The Social Forces Behind the MAGA Coalition
The glue that holds Donald Trump’s coalition together is not ideological coherence but a volatile compound of empire, spectacle, and grievance. Understanding these tensions helps explain both MAGA’s successes and its weaknesses.

Divisions in the MAGA coalition may not threaten the durability of Donald Trump’s image-driven politics. (Manaure Quintero / AFP via Getty Images)
Recent debates over war, imperialism, and domestic state violence have fueled speculation about fractures in the MAGA coalition. But MAGA’s divisions may not seriously threaten the durability of Donald Trump’s image-driven politics, which spans foreign adventurism and ICE deployments and is comfortable with coercive power. Still, these fractures merit close attention — especially insofar as they may point to political openings.

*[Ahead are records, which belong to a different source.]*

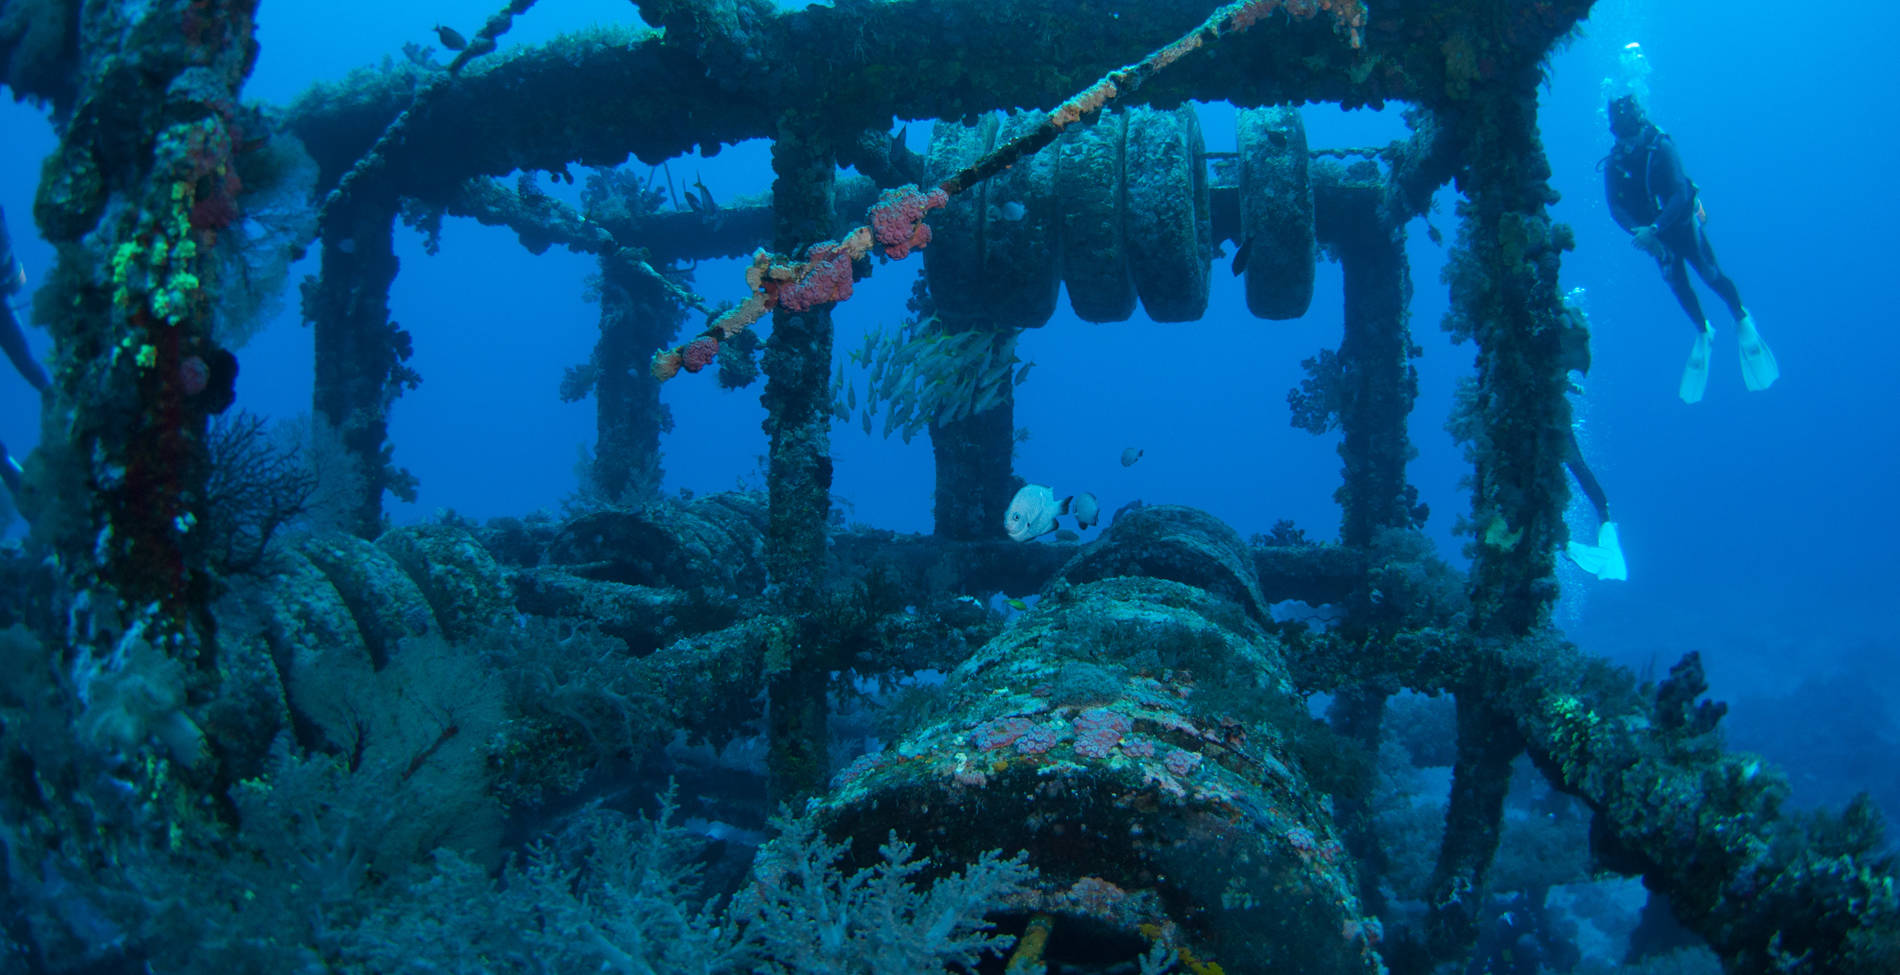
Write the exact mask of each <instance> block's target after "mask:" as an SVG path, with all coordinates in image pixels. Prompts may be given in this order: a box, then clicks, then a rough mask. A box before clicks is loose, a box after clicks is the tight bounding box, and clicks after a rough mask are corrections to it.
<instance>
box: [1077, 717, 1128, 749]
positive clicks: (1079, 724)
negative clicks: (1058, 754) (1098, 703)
mask: <svg viewBox="0 0 1900 975" xmlns="http://www.w3.org/2000/svg"><path fill="white" fill-rule="evenodd" d="M1131 728H1134V720H1131V718H1129V717H1127V715H1123V713H1119V711H1110V709H1106V707H1091V709H1089V711H1083V713H1081V715H1077V717H1075V755H1081V756H1087V758H1108V753H1112V751H1115V745H1117V743H1121V736H1125V734H1129V730H1131Z"/></svg>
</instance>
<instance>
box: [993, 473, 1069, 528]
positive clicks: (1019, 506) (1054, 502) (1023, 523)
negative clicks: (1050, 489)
mask: <svg viewBox="0 0 1900 975" xmlns="http://www.w3.org/2000/svg"><path fill="white" fill-rule="evenodd" d="M1073 502H1075V498H1062V500H1060V502H1058V500H1056V492H1053V490H1049V488H1047V487H1043V485H1024V487H1022V490H1018V492H1016V496H1015V498H1011V500H1009V511H1003V530H1005V532H1009V538H1011V540H1015V542H1028V540H1032V538H1041V536H1045V534H1049V532H1053V530H1056V517H1060V515H1068V513H1070V504H1073Z"/></svg>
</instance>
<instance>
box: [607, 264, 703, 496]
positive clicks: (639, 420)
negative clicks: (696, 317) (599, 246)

Jacobin recently spoke with John Ganz, author of When the Clock Broke: Con Men, Conspiracists, and How America Cracked Up in the Early 1990s and the Unpopular Front, a newsletter about the social forces holding the MAGA coalition together and where its internal contradictions might matter.
Marshall Pierce
We’re here to talk about whether cracks may be forming within the contemporary right-wing bloc, and whether those cracks could create new political openings for the Left. There’s been a surge of commentary recently about an emerging rift within the Right’s coalition, with the most visible flash point being around foreign policy, particularly the recent invasion of Venezuela. This has unsettled certain prominent figures — Candace Owens, Marjorie Taylor Greene — and has led to speculation about burgeoning tensions within the broader MAGA movement.